We have learned in so many ways the importance of the cleanliness of bird feeders. The hobby of being able to watch birds of many feathers and colors show up in backyards has proliferated over the last 20 years. There are backyards across the world with elaborate setups that are expressly designed to attract a wide range of birds to their locations. That’s a beautiful thing. But as beautiful as it is, there are dangers to the birds themselves. With the attraction of many birds to even a singular bird feeder, their congregation brings each of them quite close to a life-threatening illness. And as they fly and gather between feeders, infected birds can transmit their illnesses to healthy birds. That, of course, invites the spread of illness even further.
Recently, a Fresno State biology professor, Dr. Tricia Van Laar, discovered a dead
in her backyard. She retrieved the bird and ran tests to discover the cause of death. It was determined that the bird had salmonella, a bacteria that can infect both the avian species and humans at alarming rates. Dr. Van Laar enlisted the aid of fellow California State University Fresno professor Dr. Joel Slade to help study the rapid spread of salmonella in birds. Their studies will bring in three Fresno State biology students, who will help gather data, perform labs, work in the field, and help to write up the findings and present them at conference settings.
Tracking Salmonella in Urban Settings
The research will look closely at how the bacterial scourge of salmonella spreads in urbanized settings, as well as the birds’ abilities to fight off the onslaught of the illness when it is first introduced into their system. This research has far-reaching advantages as it will help scientists gain a foothold on how to better protect our beautiful birds in the wild against bacterial disease. The studies will be undertaken with monitored, on-site bird-feeding stations at both Fresno State and the San Joaquin Experimental Range (a research station that originated in 1934 to help researchers on many projects that are dependent on a healthy ecosystem).

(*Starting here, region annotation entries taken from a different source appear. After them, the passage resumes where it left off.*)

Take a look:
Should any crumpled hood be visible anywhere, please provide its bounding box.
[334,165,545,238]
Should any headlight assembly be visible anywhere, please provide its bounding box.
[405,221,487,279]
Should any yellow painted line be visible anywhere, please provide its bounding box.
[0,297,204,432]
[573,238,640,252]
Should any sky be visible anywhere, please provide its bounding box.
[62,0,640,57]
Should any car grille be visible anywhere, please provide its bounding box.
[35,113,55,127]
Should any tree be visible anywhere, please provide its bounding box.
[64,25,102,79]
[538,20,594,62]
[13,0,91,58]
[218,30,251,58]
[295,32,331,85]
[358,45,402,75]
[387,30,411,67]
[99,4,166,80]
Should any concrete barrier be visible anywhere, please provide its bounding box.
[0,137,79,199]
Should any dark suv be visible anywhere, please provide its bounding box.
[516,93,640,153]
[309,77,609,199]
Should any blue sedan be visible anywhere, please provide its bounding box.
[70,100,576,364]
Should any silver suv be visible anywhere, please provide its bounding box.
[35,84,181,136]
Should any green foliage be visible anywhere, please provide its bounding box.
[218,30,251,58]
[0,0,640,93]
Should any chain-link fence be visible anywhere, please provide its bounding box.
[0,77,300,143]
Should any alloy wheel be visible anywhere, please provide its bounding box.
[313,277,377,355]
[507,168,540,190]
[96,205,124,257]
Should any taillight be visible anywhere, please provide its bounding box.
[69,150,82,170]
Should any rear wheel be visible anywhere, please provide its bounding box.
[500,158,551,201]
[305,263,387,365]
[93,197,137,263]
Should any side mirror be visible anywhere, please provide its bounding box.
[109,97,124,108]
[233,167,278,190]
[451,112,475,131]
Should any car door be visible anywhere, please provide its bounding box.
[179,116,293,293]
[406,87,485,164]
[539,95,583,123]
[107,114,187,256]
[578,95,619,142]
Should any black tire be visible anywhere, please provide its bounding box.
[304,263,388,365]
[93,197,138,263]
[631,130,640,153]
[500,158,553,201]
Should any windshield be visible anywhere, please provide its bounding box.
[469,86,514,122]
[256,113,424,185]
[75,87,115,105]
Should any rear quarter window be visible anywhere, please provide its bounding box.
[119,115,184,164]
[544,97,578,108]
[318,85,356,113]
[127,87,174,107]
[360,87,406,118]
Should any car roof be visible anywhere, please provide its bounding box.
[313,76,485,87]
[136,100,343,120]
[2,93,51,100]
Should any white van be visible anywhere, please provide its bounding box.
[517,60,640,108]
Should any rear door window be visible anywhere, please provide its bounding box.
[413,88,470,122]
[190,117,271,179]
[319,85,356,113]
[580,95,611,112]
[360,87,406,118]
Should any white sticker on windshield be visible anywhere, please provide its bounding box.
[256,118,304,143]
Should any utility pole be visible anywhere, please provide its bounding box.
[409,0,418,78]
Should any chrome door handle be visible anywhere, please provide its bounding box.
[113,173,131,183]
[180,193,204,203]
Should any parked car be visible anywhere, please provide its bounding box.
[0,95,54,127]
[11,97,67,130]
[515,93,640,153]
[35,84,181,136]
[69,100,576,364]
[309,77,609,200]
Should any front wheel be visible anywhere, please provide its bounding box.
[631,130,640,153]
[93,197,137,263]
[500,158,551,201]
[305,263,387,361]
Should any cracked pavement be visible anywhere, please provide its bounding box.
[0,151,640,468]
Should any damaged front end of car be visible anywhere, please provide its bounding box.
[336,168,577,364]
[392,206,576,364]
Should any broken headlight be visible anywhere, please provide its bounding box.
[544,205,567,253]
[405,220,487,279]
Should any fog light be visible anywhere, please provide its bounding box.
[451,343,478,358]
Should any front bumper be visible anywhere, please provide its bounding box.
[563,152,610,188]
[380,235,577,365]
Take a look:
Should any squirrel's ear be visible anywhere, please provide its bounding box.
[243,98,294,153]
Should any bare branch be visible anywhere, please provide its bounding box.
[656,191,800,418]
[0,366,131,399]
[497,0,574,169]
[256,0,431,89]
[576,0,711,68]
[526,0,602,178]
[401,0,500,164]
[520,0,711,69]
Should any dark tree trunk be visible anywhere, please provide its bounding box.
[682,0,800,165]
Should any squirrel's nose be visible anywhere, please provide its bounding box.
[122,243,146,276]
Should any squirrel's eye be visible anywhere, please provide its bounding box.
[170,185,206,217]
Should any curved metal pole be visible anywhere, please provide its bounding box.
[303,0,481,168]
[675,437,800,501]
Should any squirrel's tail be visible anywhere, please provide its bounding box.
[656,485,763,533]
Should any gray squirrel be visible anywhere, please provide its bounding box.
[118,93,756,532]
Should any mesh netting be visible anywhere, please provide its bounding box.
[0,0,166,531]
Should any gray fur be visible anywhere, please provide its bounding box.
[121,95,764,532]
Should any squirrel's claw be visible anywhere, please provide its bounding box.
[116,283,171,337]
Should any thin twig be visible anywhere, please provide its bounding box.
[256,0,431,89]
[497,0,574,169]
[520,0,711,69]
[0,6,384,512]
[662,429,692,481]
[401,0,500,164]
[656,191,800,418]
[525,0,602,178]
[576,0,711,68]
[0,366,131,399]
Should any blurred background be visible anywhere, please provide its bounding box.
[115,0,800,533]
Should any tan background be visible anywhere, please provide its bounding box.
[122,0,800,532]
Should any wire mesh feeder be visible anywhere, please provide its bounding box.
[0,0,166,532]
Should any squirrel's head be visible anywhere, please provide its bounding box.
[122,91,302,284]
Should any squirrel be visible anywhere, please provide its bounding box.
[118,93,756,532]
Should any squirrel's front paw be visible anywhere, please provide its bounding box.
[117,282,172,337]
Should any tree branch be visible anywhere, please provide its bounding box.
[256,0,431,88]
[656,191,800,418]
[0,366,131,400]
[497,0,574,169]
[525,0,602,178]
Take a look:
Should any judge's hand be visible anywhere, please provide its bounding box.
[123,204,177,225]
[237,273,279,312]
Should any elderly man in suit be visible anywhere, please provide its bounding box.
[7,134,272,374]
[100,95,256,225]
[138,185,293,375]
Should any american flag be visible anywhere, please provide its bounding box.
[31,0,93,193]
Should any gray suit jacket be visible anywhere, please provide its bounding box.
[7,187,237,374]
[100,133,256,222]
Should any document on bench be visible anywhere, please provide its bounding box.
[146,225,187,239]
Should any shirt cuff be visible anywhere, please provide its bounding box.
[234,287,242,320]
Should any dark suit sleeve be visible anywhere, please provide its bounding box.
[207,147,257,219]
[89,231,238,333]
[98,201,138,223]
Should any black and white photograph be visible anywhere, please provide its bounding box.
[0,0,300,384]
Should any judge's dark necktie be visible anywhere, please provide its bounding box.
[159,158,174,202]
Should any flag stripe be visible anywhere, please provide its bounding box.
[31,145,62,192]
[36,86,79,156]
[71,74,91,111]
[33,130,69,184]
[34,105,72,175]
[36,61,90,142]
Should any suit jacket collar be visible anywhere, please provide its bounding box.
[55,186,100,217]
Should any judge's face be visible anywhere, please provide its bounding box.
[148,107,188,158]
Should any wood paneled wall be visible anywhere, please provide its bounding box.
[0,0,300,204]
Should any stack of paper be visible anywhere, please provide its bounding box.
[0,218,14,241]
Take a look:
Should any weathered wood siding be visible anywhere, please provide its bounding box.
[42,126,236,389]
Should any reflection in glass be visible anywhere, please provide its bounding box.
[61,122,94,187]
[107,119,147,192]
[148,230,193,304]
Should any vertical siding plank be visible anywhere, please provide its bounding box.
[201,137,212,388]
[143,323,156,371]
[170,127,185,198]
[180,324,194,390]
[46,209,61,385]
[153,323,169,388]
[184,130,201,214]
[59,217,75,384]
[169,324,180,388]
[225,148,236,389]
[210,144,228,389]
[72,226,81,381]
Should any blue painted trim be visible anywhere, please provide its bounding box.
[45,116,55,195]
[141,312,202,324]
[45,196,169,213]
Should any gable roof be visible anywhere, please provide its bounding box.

The study, which is being funded by the California State University Program for Education and Research in Biotechnology (CSUPERB), will study the differences in urban and rural house finches to determine the effects of the urban setting on infections and immunity in urban-living wildlife. Apparently, rural finches fight salmonella better than urbanized finches. This will, no doubt, lead to more intensive work and other studies as this study uncovers answers among frightening discoveries. The hope is that the answers will help to alleviate the spread of infection, if not help to eradicate it altogether. In a deeper reality, the study also hopes to discover immune genes in the birds in both settings to help to understand how those genes work overall.
Clean Feeders for Healthy Birds
As a precautionary aspect of the core basis for this important study, it cannot be stated often enough that everyone always keep their feeders as clean as possible. The CDC recommends monthly cleaning of wild-bird feeders, although it might be argued that more frequent cleanings, perhaps weekly, might go further in saving birds in all settings. Bleaching is recommended as the cleaning agent, with thorough rinsing afterward to remove all the bleach. Most important of all, if you are made aware of a local outbreak of disease/infections affecting birds, you should remove your feeder immediately to help lessen the spread.
We are appreciative of the ongoing work of all scientific communities in their tireless efforts to improve the health of our beautiful birds in the wild.